I asked Caroline if she’d write to me about these layers and how they emerged as she worked on the novel.

[Caroline] Thank you, Uma. I love your take here, because light is such an important concept to me. I’ve mostly thought about light in terms of painting. I did an MA in art history, specializing in 17th-century Dutch art, and my absolute favorite artist is Vermeer, known as the master of light. I wish I had thought consciously during the writing process about how to play with these layers of light, as it would’ve been interesting to approach the novel from that angle—at least, at later stages during the editing process. But it wasn’t something I was aware of as I was working (and I didn’t have the benefit of your wise eyes on it!). This is one of the more exciting parts to me about having my novel out in the world—hearing readers’ responses, seeing how the story resonates with other people.

[Uma] I found the use of present tense oddly touching, given Georgia’s assertion about her father in your opening sentence: “Here’s the thing about when your dad was a famous artist: he still lives. He still is.” But coming to terms with the death of a loved one is often about accepting that they no longer are, that what you must own instead are feelings and memories. Will you talk about how it felt to explore that tension in your writing?  

[Caroline] That opening sentence really encapsulates what you describe about the conundrum of death—accepting the beloved no longer are, and only live on in your memories. The “what if” question that drove this story for me, is “what if your father was a famous artist—the world feels like they know him, own a piece of him—but you didn’t have as much of him as you wished you could’ve?” I wanted to explore how Dad’s memory would live on for Georgia, when she has his art, and some memories of him (which are still rather fresh while she’s young, but sadly, will fade somewhat, eventually), but she wishes she had more, and can’t get away from his constant presence through his art. That presence being both a sad reminder, and a blessing.  

As far as voice, I’m exhausted right now by the first-person present-tense of this novel, having lived in it for so long. My current book that I’m working on, I initially drafted in first person past-tense. Then switched to third person, to get as far away from first-present as possible! Now, I’m writing it in first person-past tense, and I think I’m settled into that voice for this book. Fingers crossed. My revision process in the early stages is drastic—page one rewrites for the early rounds.

[Uma] Finally, what kind of work did you do—on or off the page—to layer in the mystery elements of the novel?

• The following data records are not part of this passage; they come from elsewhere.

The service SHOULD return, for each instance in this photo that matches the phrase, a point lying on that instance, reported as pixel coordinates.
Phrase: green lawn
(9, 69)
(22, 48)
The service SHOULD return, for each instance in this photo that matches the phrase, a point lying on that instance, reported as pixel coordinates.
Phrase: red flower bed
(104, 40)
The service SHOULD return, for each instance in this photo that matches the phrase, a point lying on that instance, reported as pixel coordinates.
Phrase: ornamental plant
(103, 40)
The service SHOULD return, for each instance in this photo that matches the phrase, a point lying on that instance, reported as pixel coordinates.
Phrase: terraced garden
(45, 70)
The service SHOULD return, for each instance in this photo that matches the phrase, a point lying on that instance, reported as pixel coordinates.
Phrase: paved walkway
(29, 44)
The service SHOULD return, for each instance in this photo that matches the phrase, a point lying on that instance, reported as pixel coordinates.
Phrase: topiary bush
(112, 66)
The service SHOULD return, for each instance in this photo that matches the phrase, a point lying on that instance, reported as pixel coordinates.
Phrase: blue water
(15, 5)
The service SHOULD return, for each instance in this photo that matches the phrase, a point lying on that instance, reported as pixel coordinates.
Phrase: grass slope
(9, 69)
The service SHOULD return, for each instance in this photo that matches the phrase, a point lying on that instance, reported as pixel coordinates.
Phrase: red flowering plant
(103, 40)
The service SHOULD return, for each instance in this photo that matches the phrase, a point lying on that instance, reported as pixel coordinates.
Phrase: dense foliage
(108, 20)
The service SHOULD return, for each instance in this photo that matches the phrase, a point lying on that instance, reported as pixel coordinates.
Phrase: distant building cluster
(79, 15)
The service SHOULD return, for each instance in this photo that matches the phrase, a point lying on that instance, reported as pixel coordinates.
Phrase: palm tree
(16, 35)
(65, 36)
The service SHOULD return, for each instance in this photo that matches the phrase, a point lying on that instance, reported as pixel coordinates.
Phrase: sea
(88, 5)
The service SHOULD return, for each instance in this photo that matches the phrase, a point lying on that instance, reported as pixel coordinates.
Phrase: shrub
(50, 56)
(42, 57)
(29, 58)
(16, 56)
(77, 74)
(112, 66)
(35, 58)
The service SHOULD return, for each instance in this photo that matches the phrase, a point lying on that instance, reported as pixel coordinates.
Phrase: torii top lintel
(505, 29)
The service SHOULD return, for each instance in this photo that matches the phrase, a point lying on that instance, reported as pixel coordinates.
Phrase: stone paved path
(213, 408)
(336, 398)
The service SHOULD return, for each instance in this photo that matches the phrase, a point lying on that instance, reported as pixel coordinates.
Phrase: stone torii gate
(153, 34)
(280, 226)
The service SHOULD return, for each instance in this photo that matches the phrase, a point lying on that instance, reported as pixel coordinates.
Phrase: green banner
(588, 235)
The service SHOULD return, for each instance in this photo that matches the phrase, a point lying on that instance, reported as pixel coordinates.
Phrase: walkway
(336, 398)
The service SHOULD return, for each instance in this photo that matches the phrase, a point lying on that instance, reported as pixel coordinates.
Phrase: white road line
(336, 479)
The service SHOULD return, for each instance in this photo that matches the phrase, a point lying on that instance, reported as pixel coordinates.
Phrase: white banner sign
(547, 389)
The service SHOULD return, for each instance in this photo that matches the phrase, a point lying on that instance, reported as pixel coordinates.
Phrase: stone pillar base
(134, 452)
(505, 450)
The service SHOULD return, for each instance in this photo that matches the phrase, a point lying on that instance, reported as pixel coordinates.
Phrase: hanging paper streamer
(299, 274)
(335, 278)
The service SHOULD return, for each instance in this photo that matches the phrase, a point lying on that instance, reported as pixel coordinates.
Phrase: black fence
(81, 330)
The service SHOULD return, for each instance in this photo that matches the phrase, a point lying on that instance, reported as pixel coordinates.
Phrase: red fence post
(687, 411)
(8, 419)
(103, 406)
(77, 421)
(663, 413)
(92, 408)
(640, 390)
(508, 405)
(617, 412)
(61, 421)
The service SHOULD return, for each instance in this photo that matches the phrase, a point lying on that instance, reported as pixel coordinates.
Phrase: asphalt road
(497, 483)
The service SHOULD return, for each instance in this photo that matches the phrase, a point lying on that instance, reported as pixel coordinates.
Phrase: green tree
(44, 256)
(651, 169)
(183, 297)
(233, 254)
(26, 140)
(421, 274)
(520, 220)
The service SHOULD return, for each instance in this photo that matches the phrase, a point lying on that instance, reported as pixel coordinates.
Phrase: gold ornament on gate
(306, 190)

[Caroline] You know my writing history almost as well as anyone, Uma, as one of my first classes in writing for children was taught by you—at least fifteen years ago, now. Back then, and even when I started writing this story, my intention was to write a surface-level, fun mystery.

[Uma] I remember that. But drafts are like that. Drafty. They teach you how to write the next round and the next and that is all you need.

Photo courtesy of the author

[Caroline] I didn’t want—or know how—to dig deeper emotionally. But as I matured into my self and my writing, I came to accept that my stories would never resonate or have narrative drive if I didn’t access more emotion. Plus, I’m not quite the plotter/mystery-conjurer that I wish I could be! I’ve also come to realize that in a sense, all novels are “mysteries,” in that they’re driven by a question, or set of questions, that need to be answered on some level by the end. And the best novels keep readers turning the pages because they need to know what happens.

So, the mystery in this novel ended up emerging more organically, by getting to know my characters and what they wanted, what was driving them. At some point very late in the revision process—I think just before my agent sent the manuscript on submission to editors—I did sketch out the mystery in a few lines on a separate piece of paper, just to make sure it worked.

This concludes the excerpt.